Linux IPTables Firewall Emulator/Analyzer (LIFE)
Venkat Nandam, Graduate Candidate, Masters in Information Technology and Management
Bill Lidinsky, Alva C. Todd Professor and Assistant Director of Information Technology and Management
LIFE, working with rules dumped from an IPtables firewall using the iptables-save utility, aids IPtables firewall administrators in analyzing and debugging firewalls.
LIFE is a GUI-based tool designed to analyze and debug IPtables firewalls. LIFE provides the look and feel of a high level language debugger with a clean and easy user interface. Like a programming language debugger, it is also designed to work in “single-step” mode where the rules are applied to the packet one at a time. This single-step mode can help the user clearly see how a packet traverses various legs of the Linux network stack.

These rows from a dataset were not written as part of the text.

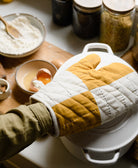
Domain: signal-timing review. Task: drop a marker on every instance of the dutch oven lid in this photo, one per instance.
(114, 134)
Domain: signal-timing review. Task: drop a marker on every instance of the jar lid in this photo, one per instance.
(89, 3)
(119, 5)
(136, 2)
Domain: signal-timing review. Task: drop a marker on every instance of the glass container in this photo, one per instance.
(117, 20)
(86, 18)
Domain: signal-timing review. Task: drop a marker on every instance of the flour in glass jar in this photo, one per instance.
(30, 39)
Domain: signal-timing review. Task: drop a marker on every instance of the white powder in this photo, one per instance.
(31, 37)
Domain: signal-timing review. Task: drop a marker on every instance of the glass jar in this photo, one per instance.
(6, 1)
(86, 18)
(62, 12)
(117, 20)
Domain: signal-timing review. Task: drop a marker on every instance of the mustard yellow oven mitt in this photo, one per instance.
(89, 93)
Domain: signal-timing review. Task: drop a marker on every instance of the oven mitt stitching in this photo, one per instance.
(83, 79)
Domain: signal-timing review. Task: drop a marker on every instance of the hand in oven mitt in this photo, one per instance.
(89, 93)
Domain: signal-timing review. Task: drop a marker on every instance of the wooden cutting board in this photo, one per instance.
(47, 52)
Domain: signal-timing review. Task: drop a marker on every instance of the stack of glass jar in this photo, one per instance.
(112, 20)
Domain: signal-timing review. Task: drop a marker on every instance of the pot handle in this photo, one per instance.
(97, 46)
(101, 162)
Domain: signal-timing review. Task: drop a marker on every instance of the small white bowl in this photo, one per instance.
(35, 22)
(29, 70)
(4, 95)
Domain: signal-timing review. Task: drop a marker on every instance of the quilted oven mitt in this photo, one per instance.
(89, 93)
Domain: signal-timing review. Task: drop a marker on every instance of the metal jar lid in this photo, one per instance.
(88, 3)
(120, 5)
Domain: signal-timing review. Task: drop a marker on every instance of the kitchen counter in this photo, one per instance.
(49, 152)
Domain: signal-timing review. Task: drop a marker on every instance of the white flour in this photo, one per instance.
(30, 38)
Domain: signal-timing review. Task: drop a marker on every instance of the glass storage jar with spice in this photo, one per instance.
(62, 12)
(117, 21)
(86, 18)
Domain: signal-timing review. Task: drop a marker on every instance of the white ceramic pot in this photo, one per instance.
(103, 145)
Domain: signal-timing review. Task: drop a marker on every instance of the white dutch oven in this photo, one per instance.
(103, 145)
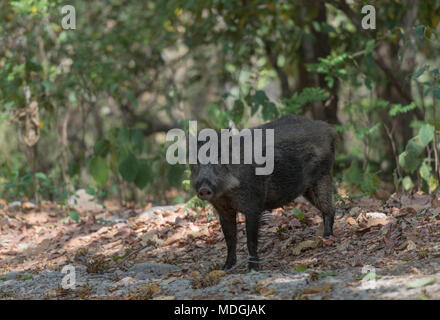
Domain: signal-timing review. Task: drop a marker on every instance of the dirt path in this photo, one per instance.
(381, 250)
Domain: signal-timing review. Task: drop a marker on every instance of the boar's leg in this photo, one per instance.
(228, 221)
(252, 225)
(321, 196)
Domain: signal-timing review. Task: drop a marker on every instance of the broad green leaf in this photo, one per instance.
(425, 171)
(101, 148)
(419, 72)
(237, 111)
(74, 216)
(270, 111)
(426, 134)
(144, 175)
(98, 168)
(407, 183)
(129, 167)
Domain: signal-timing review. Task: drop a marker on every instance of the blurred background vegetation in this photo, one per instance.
(89, 108)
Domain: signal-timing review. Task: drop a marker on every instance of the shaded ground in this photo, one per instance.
(381, 250)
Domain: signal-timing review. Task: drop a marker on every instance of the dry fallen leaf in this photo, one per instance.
(351, 221)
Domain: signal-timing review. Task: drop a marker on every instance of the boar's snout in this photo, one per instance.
(205, 193)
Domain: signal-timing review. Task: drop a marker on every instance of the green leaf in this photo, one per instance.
(270, 111)
(437, 92)
(98, 168)
(426, 134)
(74, 216)
(101, 148)
(237, 111)
(370, 46)
(419, 72)
(407, 183)
(129, 167)
(425, 171)
(144, 175)
(420, 31)
(298, 213)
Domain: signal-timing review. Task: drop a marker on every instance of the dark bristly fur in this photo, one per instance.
(303, 160)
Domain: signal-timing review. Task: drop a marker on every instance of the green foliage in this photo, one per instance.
(295, 104)
(108, 91)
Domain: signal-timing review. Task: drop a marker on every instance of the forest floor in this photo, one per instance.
(380, 250)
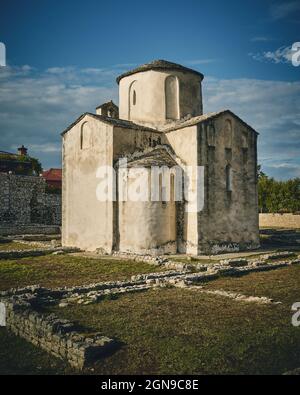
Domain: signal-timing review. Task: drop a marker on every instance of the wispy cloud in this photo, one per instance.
(35, 106)
(280, 55)
(284, 9)
(261, 39)
(199, 62)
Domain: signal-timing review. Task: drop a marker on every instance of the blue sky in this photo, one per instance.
(63, 57)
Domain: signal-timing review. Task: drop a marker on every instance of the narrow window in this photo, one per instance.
(228, 178)
(172, 192)
(134, 98)
(85, 136)
(172, 97)
(131, 98)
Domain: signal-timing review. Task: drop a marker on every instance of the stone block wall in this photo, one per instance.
(23, 201)
(56, 336)
(289, 221)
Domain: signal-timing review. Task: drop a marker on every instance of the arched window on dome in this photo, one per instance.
(172, 97)
(85, 136)
(132, 99)
(228, 178)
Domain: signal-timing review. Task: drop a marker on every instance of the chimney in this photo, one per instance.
(22, 150)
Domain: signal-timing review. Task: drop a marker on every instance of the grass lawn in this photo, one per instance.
(175, 330)
(14, 245)
(66, 270)
(168, 330)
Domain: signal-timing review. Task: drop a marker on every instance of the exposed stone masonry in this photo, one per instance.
(64, 340)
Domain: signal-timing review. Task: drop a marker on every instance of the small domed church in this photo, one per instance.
(160, 126)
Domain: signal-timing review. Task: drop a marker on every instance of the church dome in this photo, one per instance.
(161, 65)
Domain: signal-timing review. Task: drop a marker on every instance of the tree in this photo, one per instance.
(278, 196)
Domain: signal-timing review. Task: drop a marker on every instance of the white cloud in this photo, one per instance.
(260, 39)
(280, 55)
(283, 10)
(197, 62)
(35, 107)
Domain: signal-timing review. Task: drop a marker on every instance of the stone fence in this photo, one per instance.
(24, 201)
(290, 221)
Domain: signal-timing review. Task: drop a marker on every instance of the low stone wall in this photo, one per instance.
(30, 229)
(61, 337)
(15, 254)
(56, 336)
(289, 221)
(24, 201)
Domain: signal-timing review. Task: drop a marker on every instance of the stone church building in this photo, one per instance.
(160, 123)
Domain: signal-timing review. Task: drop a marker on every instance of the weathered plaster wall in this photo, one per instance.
(150, 106)
(184, 143)
(146, 226)
(87, 222)
(289, 221)
(23, 201)
(229, 220)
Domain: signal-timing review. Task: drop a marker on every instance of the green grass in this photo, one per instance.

It is designed to work off-line to generate a detailed report about which rules in the firewall will apply to a specified packet, in what sequence, and how those rules will affect the packet. The generated report also shows which parameters of the packet matched parameters of the firewall rules, and which ones did not. LIFE is also designed to emulate the state-full nature of the IPtables firewall making it a powerful debugger. It is capable of understanding and analyzing complex firewall rules involving NAT’ing, logging, TCP flags, ICMP types, etc.
The project was presented at the Computer and Network Security Workshop on April 7, 2005 and to the Institute of Electrical and Electronics Engineers (IEEE) on May 12, 2005 as part of an IEEE student colloquium.